My eyebrows shot up. “What happened?” I motioned at the chair in front of my desk. “Sit, sit.”

“That’s fine—I have to run to an interview now, and it’s a short story anyway.” Austin perched on the back of the chair, arms crossed and lips pursed into a slanted half-smile. “Charlie ended up with food poisoning last night. He thinks it’s a salad he had for lunch. I wasn’t about to hide the ring in a bottle of Pedialyte, so I decided to hold off for a better time.”

“Ah, damn. And how is he feeling today?”

“Better. Ringless and a few pounds lighter, but better.”

I chuckled at that. Austin looked like he had stayed up all night with Charlie judging by the bags under his eyes and the lack of gel in his hair. Those two were a perfect pair, the kind that welcomed you in only after a few hours of meeting them, making you feel like part of their family. I was born and raised in a small town in New Jersey until my parents moved to Blue Creek for a job when I was sixteen. My paths had never crossed with Austin and Charlie until I started working at Stonewall much later, about two months after Stonewall had opened up their offices, but from the first night we went out for drinks, I could already feel a strong friendship with them forming.

Next to the reliable air-conditioning and lack of active FBI investigations, meeting Austin and Charlie was one of the best things about working here.

“It’ll happen when the time is right,” I reassured him. “Unless you’re me and get engaged the morning of a category five hurricane which gives perfect cover for your scam-artist fiancé to rob you blind and disappear across state lines.”

Austin’s eyes popped open and almost rolled across the floor. “Wait, wait, hold up—a hurricane? A scam artist?”

“Yup. I think the technical term for that is a ‘shitshow.’”

Austin laughed, still wearing a shocked expression. He glanced at the clock on the wall. If it wasn’t for his scheduled interview, I had a feeling he’d spend his entire morning in my office listening to my story. Instead, he shook his head in disbelief and started walking backward.

“I’m coming back for this story. This is me pressing pause.”

I froze in place, earning another chuckle from Austin as he said goodbye and disappeared, promising to come back the second he had a chance.

With the door closed and my “pause” over, I got to work, spreading out all the files and folders across my wide oak desk so that I could see everything. The Unicorn had terrorized the gay community in New York for years, killing innocent men by impaling their foreheads with a unicorn horn, leaving them splayed out on the bed in a pair of white briefs. It was Zane who had discovered the monster behind the killings: one of Stonewall Investigation’s own detectives. The sick fuck had weaseled his way into the detective agency without anyone suspecting a thing, continuing his killing spree right underneath Stonewall’s nose.

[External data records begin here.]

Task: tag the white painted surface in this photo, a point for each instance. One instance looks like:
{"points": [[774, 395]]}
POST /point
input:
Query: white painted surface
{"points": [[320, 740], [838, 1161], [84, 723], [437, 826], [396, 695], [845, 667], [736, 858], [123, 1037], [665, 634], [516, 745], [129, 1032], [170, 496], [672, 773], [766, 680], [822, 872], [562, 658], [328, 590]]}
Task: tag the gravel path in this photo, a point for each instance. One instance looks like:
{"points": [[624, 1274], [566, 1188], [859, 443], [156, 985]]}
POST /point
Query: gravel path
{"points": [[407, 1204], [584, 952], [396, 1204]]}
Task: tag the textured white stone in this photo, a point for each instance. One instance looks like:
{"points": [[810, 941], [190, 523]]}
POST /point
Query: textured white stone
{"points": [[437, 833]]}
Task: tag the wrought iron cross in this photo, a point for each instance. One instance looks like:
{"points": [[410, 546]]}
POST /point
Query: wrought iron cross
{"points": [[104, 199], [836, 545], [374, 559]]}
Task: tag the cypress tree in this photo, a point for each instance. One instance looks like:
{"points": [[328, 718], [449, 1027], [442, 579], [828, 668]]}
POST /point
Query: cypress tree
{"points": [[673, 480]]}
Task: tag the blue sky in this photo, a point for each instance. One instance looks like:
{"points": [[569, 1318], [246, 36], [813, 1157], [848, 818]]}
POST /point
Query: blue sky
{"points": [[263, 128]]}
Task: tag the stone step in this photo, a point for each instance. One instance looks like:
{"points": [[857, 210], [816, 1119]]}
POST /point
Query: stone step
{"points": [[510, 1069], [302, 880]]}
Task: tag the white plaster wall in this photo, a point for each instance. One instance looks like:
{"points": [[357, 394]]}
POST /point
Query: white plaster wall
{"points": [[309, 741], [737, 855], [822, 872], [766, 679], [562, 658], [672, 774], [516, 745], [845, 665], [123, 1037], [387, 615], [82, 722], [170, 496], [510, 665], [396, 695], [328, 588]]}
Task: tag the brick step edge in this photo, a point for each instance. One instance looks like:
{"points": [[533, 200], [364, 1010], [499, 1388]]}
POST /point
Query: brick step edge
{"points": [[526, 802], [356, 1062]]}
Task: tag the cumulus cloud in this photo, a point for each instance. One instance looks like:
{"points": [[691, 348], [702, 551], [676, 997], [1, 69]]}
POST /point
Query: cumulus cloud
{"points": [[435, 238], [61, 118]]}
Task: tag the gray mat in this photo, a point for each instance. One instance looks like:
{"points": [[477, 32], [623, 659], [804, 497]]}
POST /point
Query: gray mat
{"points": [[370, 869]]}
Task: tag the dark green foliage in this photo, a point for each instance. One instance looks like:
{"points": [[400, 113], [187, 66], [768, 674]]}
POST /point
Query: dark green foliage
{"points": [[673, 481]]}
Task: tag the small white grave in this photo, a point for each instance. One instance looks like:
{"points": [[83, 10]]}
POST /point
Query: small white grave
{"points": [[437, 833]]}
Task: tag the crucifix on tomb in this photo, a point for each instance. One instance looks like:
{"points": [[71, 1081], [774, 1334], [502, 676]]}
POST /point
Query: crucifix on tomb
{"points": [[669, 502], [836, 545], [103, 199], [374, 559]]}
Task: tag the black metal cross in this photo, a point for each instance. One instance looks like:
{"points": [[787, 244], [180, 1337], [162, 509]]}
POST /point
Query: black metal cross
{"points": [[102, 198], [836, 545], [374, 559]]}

Leo was still serving his three life sentences behind bars and didn’t seem to have anything to do with the recent murders in Blue Creek. The pattern had been broken as well, with a woman as the first victim. Previously, only gay men had been targets, but this new Unicorn—this Pegasus— seemed to have broadened their horizons, changed up the pattern.

Dug up the terror and placed it on a platter to serve.

As I scanned a stack of crime scene photos, a knock on my door drew my attention. “Yeah?”

Darien popped his head in. “Hey, Ryan, if you’re not busy stress preening, I’ve got a client here. He asked for you by name.”